We might be satisfied to say, "Well, my own unity will represent all input in a coherent way, so while I don't really know if you're agreeing with me or not, it will appear to me that we agree on the basic facts." That would make sense, but it doesn't explain why science appears to give us increasing new capacities to do physical things: we can work together to produce rockets that fly to the moon, for example. That's a capacity that suggests that we really are cooperating: there's nothing in our pre-existing unity that should suggest it. It is a capacity that arises from this cooperation, which suggests that the cooperation is real.
We might say, "Well, let's stick with the evolutionary explanation. Our brain structures are similar enough that we can 'understand' each other to a certain degree because similar structures produce similar representations." Even if this were fully adequate, which it isn't, it doesn't make sense of the problem of why we can understand things that aren't like us. I usually use horses as a model for examining the question of a unitary order of reason across species (an idea also rooted in Kant, via
Sebastian Rödl's explorations); but we have a similar capacity with animals of any kind. We seem to be able to distinguish between animals that are reacting to a pre-programmed instinct versus those which seem to have a capacity to reason and learn, for example, even if we don't share much evolutionary history with them.

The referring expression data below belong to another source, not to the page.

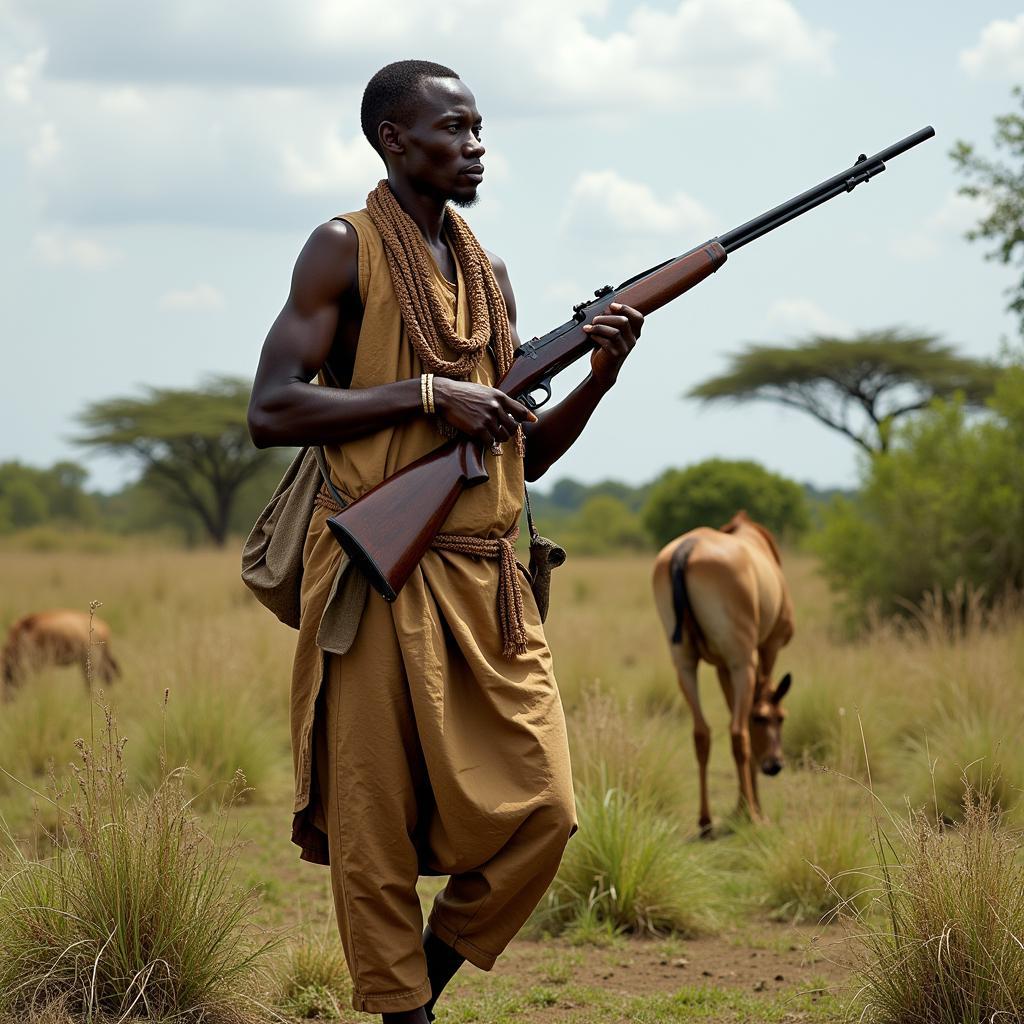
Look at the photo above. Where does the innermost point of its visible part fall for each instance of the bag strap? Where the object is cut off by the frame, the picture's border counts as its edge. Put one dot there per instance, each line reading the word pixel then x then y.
pixel 534 535
pixel 322 458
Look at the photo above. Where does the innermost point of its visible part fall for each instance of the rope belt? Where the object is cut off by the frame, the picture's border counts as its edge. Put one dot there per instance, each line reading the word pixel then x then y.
pixel 501 548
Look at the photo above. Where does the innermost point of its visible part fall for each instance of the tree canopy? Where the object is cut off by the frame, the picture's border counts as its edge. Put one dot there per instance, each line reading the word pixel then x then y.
pixel 710 493
pixel 858 386
pixel 194 445
pixel 943 510
pixel 1000 185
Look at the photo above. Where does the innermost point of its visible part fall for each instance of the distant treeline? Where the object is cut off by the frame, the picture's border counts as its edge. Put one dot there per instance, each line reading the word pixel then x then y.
pixel 596 518
pixel 45 504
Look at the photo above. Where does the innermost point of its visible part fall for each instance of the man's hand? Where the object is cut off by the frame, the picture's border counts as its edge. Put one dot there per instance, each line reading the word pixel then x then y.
pixel 615 334
pixel 481 412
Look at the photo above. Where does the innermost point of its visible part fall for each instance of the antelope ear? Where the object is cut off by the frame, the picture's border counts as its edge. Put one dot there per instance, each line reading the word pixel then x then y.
pixel 783 687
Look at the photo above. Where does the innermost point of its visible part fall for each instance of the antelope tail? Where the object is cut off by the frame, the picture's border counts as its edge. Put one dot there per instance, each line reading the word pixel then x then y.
pixel 680 598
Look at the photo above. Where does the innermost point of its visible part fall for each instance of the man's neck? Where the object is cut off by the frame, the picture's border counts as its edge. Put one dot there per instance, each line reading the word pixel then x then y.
pixel 427 212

The explanation is also inadequate because it simply doesn't answer the depth of the problem. Kant's argument gives us a world in which we can have no knowledge whatsoever of the reality around us, including the minds of others. To argue that our brain structures are 'mostly similar' is thus to argue facts not in evidence. We can't know any facts about the structures of our brains, only about the phenomena of the structures of our brains -- and these are likely being represented according to a pre-existing internal order that makes them accord to some degree with what we expect from them.
It also just doesn't make sense to leap from "it is impossible to have any knowledge whatsoever about the things themselves" to "nevertheless, we seem to do a pretty good job." You can't jump from "impossible" to "a pretty good capacity" in the same way that you can't build a line out of points. The points have no extension, so no number of them added together will give you an extended line. Likewise, no amount of phenomena can be combined into a noumenon: no phenomenon contains any nouminal content.
This has led people to question, well, everything: it has led otherwise serious people to wander around speculating about
Zombies (which set of arguments, by the way Joe, is very similar to the ones you cited to me re: whether AIs would have real consciousness); or mad scientists keeping our
brains in a vat.
Or it has led people -- particularly practical-minded people -- simply to ignore the problem and pretend it doesn't exist. This science stuff seems to work; why worry too much about why it works?
I suppose I will stop here, and call this "part one," because there remains a great deal to be said about what I think the right way to resolve the problem happens to be. For now, though, maybe we should stop and take a moment to appreciate the problem.